Datenschutzgrundverordnung
peterhowell/ iStock

EU-DSGVO: Chance statt lästiger Pflicht 

Meldung vom Di., 15. Mai 2018

Die europäische Datenschutzgrundverordnung (DSGVO) ist nicht nur ein Bußgeldkatalog. Sie bietet Unternehmen und Behörden die Chance, durch optimierte Prozesse sowie zukunftsfähige IT-Infrastrukturen eigene Kosten zu senken und wettbewerbsfähiger zu sein. Damit dies gelingt, verfolgen die Schulungs- und Beratungsangebote von Fraunhofer FOKUS immer einen strategischen Ansatz.

Die Datenschutzgrundverordnung (DSGVO), die am 25. Mai EU-weit in Kraft tritt, fördert die informationelle Selbstbestimmung von Privatpersonen, zum Beispiel durch das Recht auf »Vergessenwerden« oder »Datenportabilität«. Mit automatischen Löschroutinen können Speicherkosten reduziert und durch eine Übernahme externer Daten wechselwillige neue Kunden gewonnen werden.

Um dies zu gewährleisten, sollten Unternehmen und die Verwaltungen die vom Datenschutz ohnehin geforderte Modernisierung der IT-Systeme nach dem Stand der Technik nutzen.
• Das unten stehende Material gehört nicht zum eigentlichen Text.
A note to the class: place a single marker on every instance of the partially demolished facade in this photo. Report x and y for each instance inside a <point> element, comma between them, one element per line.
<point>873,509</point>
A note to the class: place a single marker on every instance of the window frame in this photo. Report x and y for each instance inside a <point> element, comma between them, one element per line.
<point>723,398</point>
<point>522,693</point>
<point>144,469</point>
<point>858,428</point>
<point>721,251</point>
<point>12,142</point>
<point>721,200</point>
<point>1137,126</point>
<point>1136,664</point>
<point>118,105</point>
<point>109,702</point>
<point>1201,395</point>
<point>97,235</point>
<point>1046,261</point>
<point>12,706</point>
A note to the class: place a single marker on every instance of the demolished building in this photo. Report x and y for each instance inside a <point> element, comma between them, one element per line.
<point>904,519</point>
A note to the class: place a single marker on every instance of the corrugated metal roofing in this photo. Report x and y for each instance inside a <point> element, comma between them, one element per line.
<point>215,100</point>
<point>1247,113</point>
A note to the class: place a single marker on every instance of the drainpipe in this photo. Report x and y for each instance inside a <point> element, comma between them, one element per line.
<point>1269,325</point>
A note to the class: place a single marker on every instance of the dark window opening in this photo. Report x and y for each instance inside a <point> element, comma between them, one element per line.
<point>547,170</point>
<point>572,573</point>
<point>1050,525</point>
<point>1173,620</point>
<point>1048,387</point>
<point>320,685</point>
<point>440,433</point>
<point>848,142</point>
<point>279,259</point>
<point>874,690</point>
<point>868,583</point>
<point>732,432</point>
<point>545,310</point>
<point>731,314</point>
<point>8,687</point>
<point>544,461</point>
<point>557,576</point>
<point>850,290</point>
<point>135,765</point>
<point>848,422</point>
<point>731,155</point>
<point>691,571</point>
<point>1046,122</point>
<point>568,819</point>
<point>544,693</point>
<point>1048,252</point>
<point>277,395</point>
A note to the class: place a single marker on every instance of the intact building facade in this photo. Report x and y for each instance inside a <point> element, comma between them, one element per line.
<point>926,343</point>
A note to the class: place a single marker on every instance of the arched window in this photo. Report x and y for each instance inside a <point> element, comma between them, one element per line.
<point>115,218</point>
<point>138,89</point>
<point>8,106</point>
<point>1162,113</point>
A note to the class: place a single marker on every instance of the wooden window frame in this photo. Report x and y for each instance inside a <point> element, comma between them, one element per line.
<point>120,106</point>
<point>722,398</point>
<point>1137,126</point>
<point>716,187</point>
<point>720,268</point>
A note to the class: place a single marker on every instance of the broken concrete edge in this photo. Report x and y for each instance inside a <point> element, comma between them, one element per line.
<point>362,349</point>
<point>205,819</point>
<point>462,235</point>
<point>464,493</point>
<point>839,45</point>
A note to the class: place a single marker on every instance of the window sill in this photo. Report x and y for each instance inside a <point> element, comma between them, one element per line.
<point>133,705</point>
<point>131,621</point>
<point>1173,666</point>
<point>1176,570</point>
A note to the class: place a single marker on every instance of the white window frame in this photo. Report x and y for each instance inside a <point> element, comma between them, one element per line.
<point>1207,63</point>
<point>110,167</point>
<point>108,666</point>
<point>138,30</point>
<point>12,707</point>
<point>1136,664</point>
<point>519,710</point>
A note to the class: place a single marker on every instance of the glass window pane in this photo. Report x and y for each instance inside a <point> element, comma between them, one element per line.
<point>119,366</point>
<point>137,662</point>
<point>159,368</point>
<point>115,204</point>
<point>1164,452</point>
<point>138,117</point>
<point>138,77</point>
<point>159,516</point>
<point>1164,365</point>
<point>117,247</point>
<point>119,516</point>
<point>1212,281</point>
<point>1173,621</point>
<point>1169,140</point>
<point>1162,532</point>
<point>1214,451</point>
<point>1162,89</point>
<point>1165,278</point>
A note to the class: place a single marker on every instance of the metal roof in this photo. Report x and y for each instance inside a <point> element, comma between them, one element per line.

So bringt die DSGVO Unternehmen und der Verwaltung nicht nur Mehrarbeit, sondern auch die Chance, Geschäftsprozesse und die IT-Infrastruktur zu optimieren, und dadurch nicht nur für mehr Datenschutz, sondern auch für mehr Effizienz und Sicherheit im Unternehmen und in der Verwaltung zu sorgen.

Fraunhofer FOKUS versteht Datenschutz daher als strategische Aufgabe und unterstützt schon seit vielen Jahren Unternehmen und die Verwaltung nicht nur bei der Erstellung eines Datenschutzkonzepts, sondern auch bei der Optimierung und Absicherung der IT-Infrastruktur im Rahmen eines modernen IT-Architekturmanagements. Mit dem Lernlabor Cybersicherheit bietet die FOKUS-Akademie zusammen mit der Hochschule für Technik und Wirtschaft (htw) und dem International Software Quality Institute (iSQI) regelmäßig Schulungen zum/r zertifizierten EU-Datenschutzspezialisten/ in an.

Prof. Dr.-Ing. Ina Schieferdecker, Leiterin des Fraunhofer-Instituts FOKUS erklärt: »Die Verunsicherung, die so knapp vor Inkrafttreten der Verordnung bei Unternehmen und Behörden noch vorherrscht, zeigt: Datenschutz geht nicht nebenbei. Es gibt viel Beratungs- und Schulungsbedarf, gerade weil das Thema strategisch relevant und komplex ist. Wir merken das auch an der Nachfrage nach unseren Lösungen und Angeboten.«

Ein modernes IT-Architekturmanagement entstand beispielsweise für die »Integrierte Software Berliner Jugendhilfe (ISBJ)«, welches die FOKUS-Forscher vom Geschäftsbereich Digital Public Services bei der Berliner Senatsverwaltung für Bildung, Jugend und Familie seit mehr als zehn Jahren begleiten. Die regelmäßig weiterentwickelten Architekturvorgaben kommen sowohl bei der Auswahl und Einführung von Standardsoftware als auch bei Eigenentwicklungen von IT-Fachverfahren zum Einsatz. FOKUS-Forscher sichern unter anderem die Qualität der Schnittstellen zu verschiedenen Fachdiensten, erstellen Informationssicherheits- und Datenschutzkonzepte und begleiten Freigabeprozesse durch die Berliner Beauftragte für Datenschutz und Informationsfreiheit. Aktuell wird in einem Redesign der Einsatz von Microservices, kleinen, modularen Diensten innerhalb eines Softwaresystems, und Business-Intelligence-Software umgesetzt.

Die datenschutzkonforme Softwareeinführung in Verwaltung und Unternehmen wird allerdings dadurch erschwert, dass es aktuell noch wenige Softwareprodukte gibt, die die in der DSGVO geforderten Grundsätze des Datenschutzes durch Technik »data protection by design« und durch sichere Voreinstellungen »data protection by default« einhalten. Fraunhofer-FOKUS berät Unternehmen bei der Entwicklung und Bewertung von datenschutzkonformer Software. Die Fraunhofer-Forscher haben zum Beispiel aus der eigenen Entwicklungsmethodik eine Prüfmethodik abgeleitet, die Software und deren Entwicklungsprozesse danach bewertet, ob auch der Datenschutz berücksichtigt wurde. Dies bedeutet, dass beispielsweise Eingabemasken so konfigurierbar sind, dass nur noch für den Zweck erforderliche Daten erfasst werden können.